Generally, stop fucking around with the bar so much once you unrack it. You take like seven steps, do some calf presses, have a cup of tea, and then you decide it might be time to squat before finally starting.

Also, it looks like you’re breathing into your chest instead of your stomach, and that might contribute to your chest falling.

He didn’t breath into his chest, he got it into his stomach. He did a “chest up” before descending, which is why it looks like he put his air into his chest. Not much wrong I see except on the way up, you flared your elbows wayyyy back. It was fine up until that point.

EDIT: You fidget a lot at the unrack with your feet. I also noticed you paused? or double dipped in the hole. Not sure what that was for. Your back also starts to flatten a bit more out of the hole. I’m assuming it’s because of that double dip and/or slight pause. You lost tightness.

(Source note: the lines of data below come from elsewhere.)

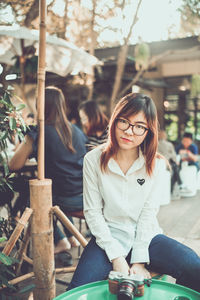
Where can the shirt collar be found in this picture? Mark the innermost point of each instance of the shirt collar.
(138, 164)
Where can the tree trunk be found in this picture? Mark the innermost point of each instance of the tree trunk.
(121, 61)
(90, 77)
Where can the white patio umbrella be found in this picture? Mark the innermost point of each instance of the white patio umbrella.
(62, 57)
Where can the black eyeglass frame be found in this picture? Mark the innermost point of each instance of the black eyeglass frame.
(131, 125)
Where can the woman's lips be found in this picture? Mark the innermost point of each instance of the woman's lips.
(126, 140)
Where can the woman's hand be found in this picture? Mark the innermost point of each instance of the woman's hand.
(120, 265)
(140, 269)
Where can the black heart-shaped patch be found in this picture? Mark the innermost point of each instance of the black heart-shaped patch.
(141, 181)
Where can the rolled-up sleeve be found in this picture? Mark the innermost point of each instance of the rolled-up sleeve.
(93, 211)
(147, 225)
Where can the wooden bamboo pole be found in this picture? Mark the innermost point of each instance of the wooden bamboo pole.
(18, 230)
(22, 250)
(41, 87)
(66, 222)
(31, 275)
(42, 239)
(40, 190)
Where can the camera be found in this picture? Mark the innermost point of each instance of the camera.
(126, 287)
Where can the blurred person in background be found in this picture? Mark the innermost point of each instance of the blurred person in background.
(188, 150)
(64, 152)
(167, 149)
(94, 123)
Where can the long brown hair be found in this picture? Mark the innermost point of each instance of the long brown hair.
(56, 115)
(97, 120)
(129, 105)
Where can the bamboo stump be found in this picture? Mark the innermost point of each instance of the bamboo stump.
(42, 239)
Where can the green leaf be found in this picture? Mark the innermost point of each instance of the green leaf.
(3, 239)
(20, 107)
(12, 123)
(6, 260)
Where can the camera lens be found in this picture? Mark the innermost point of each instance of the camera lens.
(126, 290)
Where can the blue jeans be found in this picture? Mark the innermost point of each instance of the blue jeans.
(167, 256)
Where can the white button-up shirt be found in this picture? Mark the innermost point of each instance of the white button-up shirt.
(120, 209)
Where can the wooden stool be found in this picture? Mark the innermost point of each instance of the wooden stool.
(77, 214)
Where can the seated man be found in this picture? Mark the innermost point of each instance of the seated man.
(188, 151)
(166, 148)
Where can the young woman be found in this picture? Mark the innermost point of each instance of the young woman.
(121, 199)
(64, 152)
(94, 123)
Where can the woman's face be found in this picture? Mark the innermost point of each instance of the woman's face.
(126, 139)
(83, 118)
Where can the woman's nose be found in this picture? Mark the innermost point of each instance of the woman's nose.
(129, 131)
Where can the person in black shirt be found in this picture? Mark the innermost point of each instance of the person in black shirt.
(94, 123)
(64, 152)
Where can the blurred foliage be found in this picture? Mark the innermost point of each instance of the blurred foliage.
(142, 55)
(6, 262)
(195, 86)
(12, 126)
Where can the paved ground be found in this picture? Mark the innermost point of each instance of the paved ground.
(180, 220)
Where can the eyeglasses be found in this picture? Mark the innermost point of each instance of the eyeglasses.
(124, 125)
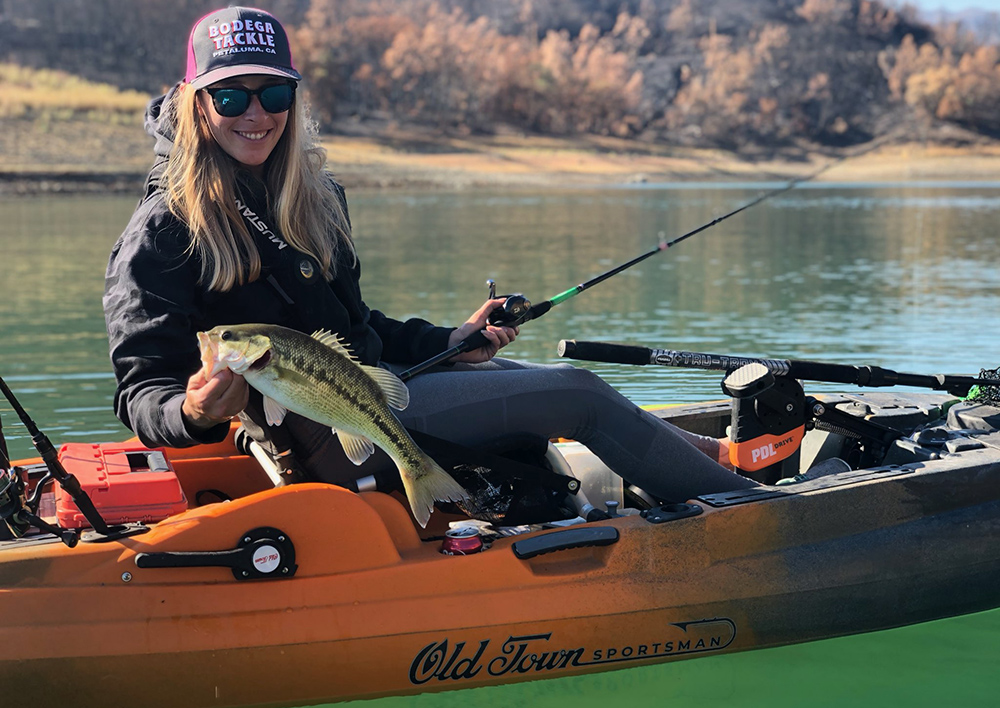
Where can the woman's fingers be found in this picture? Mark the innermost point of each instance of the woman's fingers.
(208, 402)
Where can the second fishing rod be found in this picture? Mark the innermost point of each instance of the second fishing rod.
(517, 309)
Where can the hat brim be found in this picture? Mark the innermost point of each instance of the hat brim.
(228, 72)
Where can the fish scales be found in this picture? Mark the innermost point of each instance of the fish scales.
(315, 376)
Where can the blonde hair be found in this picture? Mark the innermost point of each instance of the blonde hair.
(200, 190)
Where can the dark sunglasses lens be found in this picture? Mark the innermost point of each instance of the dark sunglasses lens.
(277, 99)
(231, 102)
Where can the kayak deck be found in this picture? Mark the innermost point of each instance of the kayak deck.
(373, 608)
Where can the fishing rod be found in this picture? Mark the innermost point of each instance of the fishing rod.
(865, 376)
(517, 309)
(20, 513)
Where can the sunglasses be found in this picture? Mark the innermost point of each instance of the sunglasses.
(234, 101)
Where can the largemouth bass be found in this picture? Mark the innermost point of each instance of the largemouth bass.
(317, 377)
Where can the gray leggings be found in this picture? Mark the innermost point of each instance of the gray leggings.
(472, 404)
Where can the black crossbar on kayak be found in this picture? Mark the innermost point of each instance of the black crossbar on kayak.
(866, 376)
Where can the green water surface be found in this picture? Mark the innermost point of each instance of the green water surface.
(902, 276)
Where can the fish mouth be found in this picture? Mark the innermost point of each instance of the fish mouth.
(260, 362)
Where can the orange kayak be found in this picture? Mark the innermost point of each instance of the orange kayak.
(304, 594)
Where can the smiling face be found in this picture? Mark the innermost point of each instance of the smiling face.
(249, 138)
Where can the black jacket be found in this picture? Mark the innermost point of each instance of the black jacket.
(154, 305)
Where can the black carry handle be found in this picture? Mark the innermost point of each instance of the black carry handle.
(868, 376)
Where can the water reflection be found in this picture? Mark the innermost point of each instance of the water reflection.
(901, 276)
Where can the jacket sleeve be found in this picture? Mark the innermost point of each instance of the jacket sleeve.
(151, 306)
(409, 342)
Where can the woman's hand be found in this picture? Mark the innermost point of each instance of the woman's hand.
(497, 337)
(208, 402)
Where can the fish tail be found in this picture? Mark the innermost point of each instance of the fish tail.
(428, 484)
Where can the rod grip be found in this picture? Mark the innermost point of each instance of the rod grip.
(602, 351)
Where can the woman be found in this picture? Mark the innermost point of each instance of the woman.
(241, 224)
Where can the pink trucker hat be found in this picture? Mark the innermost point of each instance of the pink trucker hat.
(237, 41)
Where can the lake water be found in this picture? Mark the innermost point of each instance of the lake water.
(901, 276)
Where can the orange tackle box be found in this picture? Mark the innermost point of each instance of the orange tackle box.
(128, 483)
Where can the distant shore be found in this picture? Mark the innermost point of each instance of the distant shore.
(71, 159)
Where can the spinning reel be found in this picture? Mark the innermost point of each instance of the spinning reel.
(512, 312)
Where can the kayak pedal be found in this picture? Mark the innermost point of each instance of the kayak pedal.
(264, 553)
(565, 540)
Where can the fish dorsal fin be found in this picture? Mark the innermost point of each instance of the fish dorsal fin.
(274, 412)
(357, 447)
(335, 343)
(396, 393)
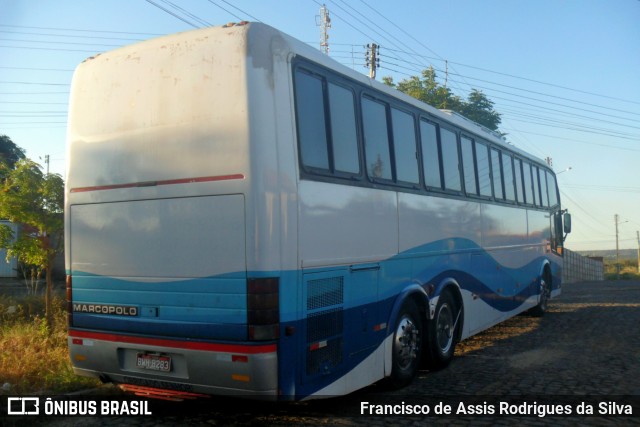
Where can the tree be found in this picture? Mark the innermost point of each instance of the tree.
(36, 201)
(427, 90)
(10, 153)
(477, 107)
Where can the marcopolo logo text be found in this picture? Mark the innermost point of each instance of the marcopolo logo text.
(117, 310)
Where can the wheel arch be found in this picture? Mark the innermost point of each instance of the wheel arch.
(451, 285)
(415, 292)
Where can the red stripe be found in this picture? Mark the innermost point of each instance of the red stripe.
(188, 345)
(156, 183)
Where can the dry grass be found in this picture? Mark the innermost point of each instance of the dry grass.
(33, 357)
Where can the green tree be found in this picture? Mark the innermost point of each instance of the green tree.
(426, 89)
(10, 153)
(477, 107)
(36, 201)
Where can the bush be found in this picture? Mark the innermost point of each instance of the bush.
(34, 357)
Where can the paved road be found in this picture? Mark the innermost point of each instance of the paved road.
(586, 348)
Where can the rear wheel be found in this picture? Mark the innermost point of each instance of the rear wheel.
(545, 295)
(407, 345)
(441, 333)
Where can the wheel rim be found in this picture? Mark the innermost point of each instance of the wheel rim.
(544, 294)
(444, 328)
(406, 342)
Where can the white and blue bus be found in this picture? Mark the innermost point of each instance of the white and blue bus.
(244, 216)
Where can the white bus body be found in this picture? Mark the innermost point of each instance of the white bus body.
(204, 256)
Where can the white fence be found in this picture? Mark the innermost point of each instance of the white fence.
(578, 268)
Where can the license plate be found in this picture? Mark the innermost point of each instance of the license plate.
(153, 362)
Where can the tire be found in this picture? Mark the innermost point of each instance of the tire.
(545, 296)
(407, 345)
(442, 333)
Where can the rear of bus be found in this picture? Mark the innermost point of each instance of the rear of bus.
(156, 228)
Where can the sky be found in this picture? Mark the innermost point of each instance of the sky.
(564, 74)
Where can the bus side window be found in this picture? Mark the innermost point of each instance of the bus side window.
(344, 136)
(507, 168)
(536, 186)
(468, 166)
(450, 160)
(430, 157)
(528, 188)
(497, 175)
(520, 196)
(543, 188)
(404, 143)
(312, 134)
(553, 190)
(484, 173)
(376, 139)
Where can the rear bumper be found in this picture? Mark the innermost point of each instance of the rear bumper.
(199, 367)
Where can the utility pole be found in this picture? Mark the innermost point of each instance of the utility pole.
(325, 24)
(372, 58)
(615, 218)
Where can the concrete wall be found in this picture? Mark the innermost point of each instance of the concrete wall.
(578, 268)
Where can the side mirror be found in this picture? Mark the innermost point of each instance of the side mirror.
(567, 223)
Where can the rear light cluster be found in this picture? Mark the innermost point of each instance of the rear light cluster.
(263, 309)
(69, 301)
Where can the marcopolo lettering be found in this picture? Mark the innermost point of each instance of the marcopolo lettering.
(117, 310)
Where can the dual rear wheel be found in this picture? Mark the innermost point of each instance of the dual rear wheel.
(415, 338)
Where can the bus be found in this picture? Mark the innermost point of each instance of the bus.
(247, 217)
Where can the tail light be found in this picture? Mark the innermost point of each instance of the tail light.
(69, 301)
(263, 309)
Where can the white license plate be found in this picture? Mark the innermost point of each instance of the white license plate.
(153, 362)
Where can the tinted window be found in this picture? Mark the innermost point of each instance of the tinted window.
(484, 173)
(507, 168)
(450, 162)
(404, 143)
(518, 174)
(343, 129)
(468, 165)
(536, 185)
(544, 195)
(553, 192)
(376, 139)
(311, 121)
(528, 188)
(497, 174)
(430, 160)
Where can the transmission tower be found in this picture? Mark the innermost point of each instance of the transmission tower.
(324, 24)
(372, 59)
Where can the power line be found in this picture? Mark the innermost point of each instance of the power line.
(241, 11)
(83, 36)
(58, 42)
(79, 30)
(175, 15)
(229, 12)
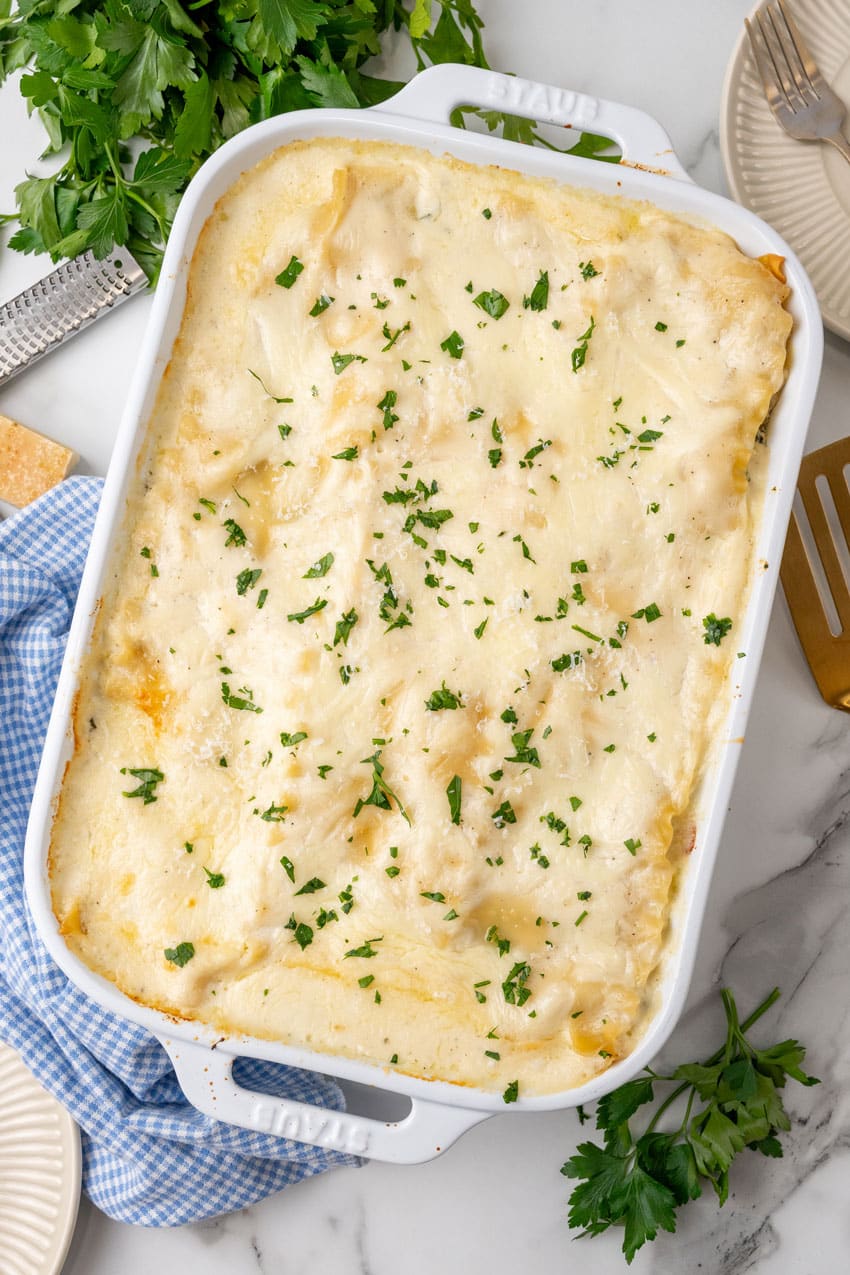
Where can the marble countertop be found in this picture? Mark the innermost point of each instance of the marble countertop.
(779, 910)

if your squatting high bar your not supposed to be going that forward, ive had the same thing happen to me and you just lose the groove of the lift, your torso needs to be more upright

[quote]Obisidian wrote:
Generally, stop fucking around with the bar so much once you unrack it. You take like seven steps, do some calf presses, have a cup of tea, and then you decide it might be time to squat before finally starting.
[/quote]

This and the pause/hitch at the bottom are your two biggest problems by far. Get everything set up so that you don’t take more than 3 steps out of the rack and plant your feet into the ground. Unrack. Step back and out with your right foot. Step your left foot into place for a squat. Then you will likely need to widen up a bit with your right foot for a final small step. I counted five steps and then all of the fidgeting. Also, get your chest up before you unrack instead of right before you start the squat.

Other than that it really doesn’t look that bad for a max effort squat. Front squats and safety bar squats if you have access to one will help prevent your hips from rising faster than the bar.